The price for solitary wildlife travellers is fairly steep in bandhavgarh. For instance, for an Indian, a safari would cost a minimum of Rs 1680/- per trip. This would include Rs 1000/- for the gypsy and Rs 680/- that includes the entry cost and the guide charges. The guide incidentally is a figure of some confusion. Some people tend to think that the guide is indispensable for a good sighting, and others tend to think that the guide is just a person on the safari. My own impression is that a guide is useful if he is good, but a guide in no way ensures that you will see a tiger. But you have to have a guide so I guess its not too good an idea to run after a guide with a reputation.
Anyway, reaching the gate, I saw all these gypsies lining up and soon it resembled Delhi rush hour. I am told it was worse earlier. Now, a maximum of 45 vehicles are allowed inside the Tala zone, they have definite routes allotted to them, and the tiger show or the elephant ride to the stationary tiger that made Bandhavgarh the most sought after par for tiger viewing has been stopped in the Tala zone. There are other zones where it still goes on but people do not visit those zones, apparently the sightings are not as good as in Tala and the cost for hiring the gypsy is Rs 1500/-.
So I decided to start asking people to take me along for a cut in the total cost. After some people refused, I finally met two guys from Bangalore who decided to take me along. Eventually I had most of my safaris including a trip to the fort (which is not to be missed) along with them. I paid them 1/3rd of whatever they were paying for the particular safari. I think it suited all of us as we had a fairly good time.
Coming to the safaris themselves, as i have said before, the guides do not matter as much as they should. The forest, well. I have been to Sariska, Corbett, Bandipur, Nagarhole, Sariska and some others. I had also partly gone to Bandhavgarh due to the reputation the place enjoys. And I must say that I was slightly disppointed. Maybe it was due to the weather, but it was quiet, there was no movement, a few alarm calls and most of the times, it did not feel like we were going to run into a tiger anytime soon. The vaunted density of tigers in Bandhavgarh is probably lower than it is claimed. I was told by some people that at least 4 tigers had been poached in the past couple of years, 2 had been trapped for sending to other places and hence the population was lower than stated. In fact during one of the safaris, I was surprised to realize that I was discussing milk production in Karnataka with one of my companions.
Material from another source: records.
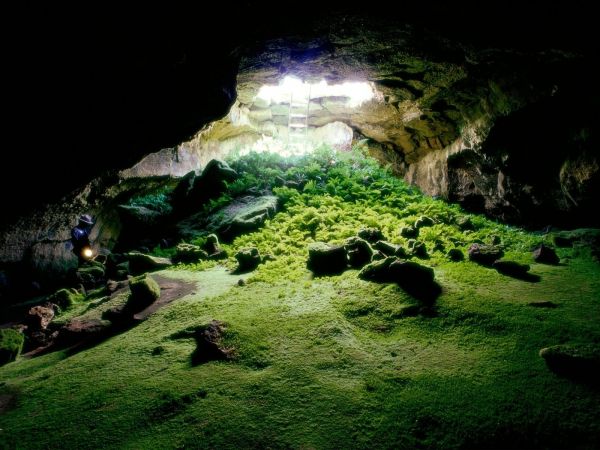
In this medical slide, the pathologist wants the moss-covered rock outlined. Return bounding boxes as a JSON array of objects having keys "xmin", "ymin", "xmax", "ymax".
[
  {"xmin": 173, "ymin": 242, "xmax": 208, "ymax": 263},
  {"xmin": 126, "ymin": 252, "xmax": 173, "ymax": 275},
  {"xmin": 235, "ymin": 247, "xmax": 262, "ymax": 273},
  {"xmin": 358, "ymin": 228, "xmax": 385, "ymax": 244},
  {"xmin": 400, "ymin": 225, "xmax": 419, "ymax": 239},
  {"xmin": 492, "ymin": 260, "xmax": 531, "ymax": 278},
  {"xmin": 48, "ymin": 288, "xmax": 85, "ymax": 310},
  {"xmin": 533, "ymin": 244, "xmax": 560, "ymax": 265},
  {"xmin": 540, "ymin": 343, "xmax": 600, "ymax": 382},
  {"xmin": 0, "ymin": 328, "xmax": 25, "ymax": 366},
  {"xmin": 126, "ymin": 274, "xmax": 160, "ymax": 313},
  {"xmin": 446, "ymin": 248, "xmax": 465, "ymax": 262},
  {"xmin": 344, "ymin": 236, "xmax": 373, "ymax": 269},
  {"xmin": 413, "ymin": 216, "xmax": 435, "ymax": 229},
  {"xmin": 306, "ymin": 242, "xmax": 348, "ymax": 275}
]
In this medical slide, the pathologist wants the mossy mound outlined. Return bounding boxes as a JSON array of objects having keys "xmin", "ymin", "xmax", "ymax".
[{"xmin": 0, "ymin": 328, "xmax": 25, "ymax": 366}]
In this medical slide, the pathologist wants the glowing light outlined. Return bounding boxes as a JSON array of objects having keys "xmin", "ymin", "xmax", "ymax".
[{"xmin": 256, "ymin": 76, "xmax": 375, "ymax": 108}]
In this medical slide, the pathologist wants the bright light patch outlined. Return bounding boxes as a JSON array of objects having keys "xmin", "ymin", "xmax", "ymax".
[{"xmin": 256, "ymin": 76, "xmax": 375, "ymax": 108}]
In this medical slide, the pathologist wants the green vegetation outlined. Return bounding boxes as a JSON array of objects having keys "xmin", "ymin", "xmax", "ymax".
[
  {"xmin": 0, "ymin": 149, "xmax": 600, "ymax": 449},
  {"xmin": 0, "ymin": 328, "xmax": 24, "ymax": 366}
]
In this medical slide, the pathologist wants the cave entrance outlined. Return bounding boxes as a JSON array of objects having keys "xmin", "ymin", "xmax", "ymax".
[{"xmin": 234, "ymin": 76, "xmax": 376, "ymax": 156}]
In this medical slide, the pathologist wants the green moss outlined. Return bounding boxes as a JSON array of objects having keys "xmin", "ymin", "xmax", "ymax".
[
  {"xmin": 127, "ymin": 274, "xmax": 160, "ymax": 311},
  {"xmin": 0, "ymin": 328, "xmax": 25, "ymax": 366},
  {"xmin": 0, "ymin": 147, "xmax": 600, "ymax": 449},
  {"xmin": 48, "ymin": 288, "xmax": 85, "ymax": 310}
]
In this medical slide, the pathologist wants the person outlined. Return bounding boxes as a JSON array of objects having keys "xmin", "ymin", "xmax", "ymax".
[{"xmin": 71, "ymin": 214, "xmax": 94, "ymax": 265}]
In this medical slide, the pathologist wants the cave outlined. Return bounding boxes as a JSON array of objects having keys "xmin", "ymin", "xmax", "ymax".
[{"xmin": 0, "ymin": 1, "xmax": 600, "ymax": 448}]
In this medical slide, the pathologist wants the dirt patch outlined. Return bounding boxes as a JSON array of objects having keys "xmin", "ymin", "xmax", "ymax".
[
  {"xmin": 0, "ymin": 394, "xmax": 17, "ymax": 415},
  {"xmin": 133, "ymin": 275, "xmax": 197, "ymax": 320}
]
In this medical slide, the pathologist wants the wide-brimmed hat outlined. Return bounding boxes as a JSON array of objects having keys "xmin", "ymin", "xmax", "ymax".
[{"xmin": 79, "ymin": 214, "xmax": 94, "ymax": 225}]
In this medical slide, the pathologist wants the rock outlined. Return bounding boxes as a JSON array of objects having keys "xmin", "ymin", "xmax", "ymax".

For the record, I did see a tigress and on another occassion, a cub of the same tigress but other than that nothing. Other people have seen a lot more, so maybe I just dont have the tiger luck.
In total, I took 7 safaris, and most of the times, that is just the way it was. A driver told me that a group had recently taken 20 safaris without spotting a tiger. So all those who say that Bandhavgarh is a place for definite tiger sightings is pulling a fast one or doesnt know better . The tiger sightings were mostly due to the elephant tiger shows and because the gypsies had a free run of the park which is no longer the case.
Soon it was time to be back, I hired a taxi to Katni railway station. The drop cost me Rs 1400/- and I boarded a train back to Lucknow.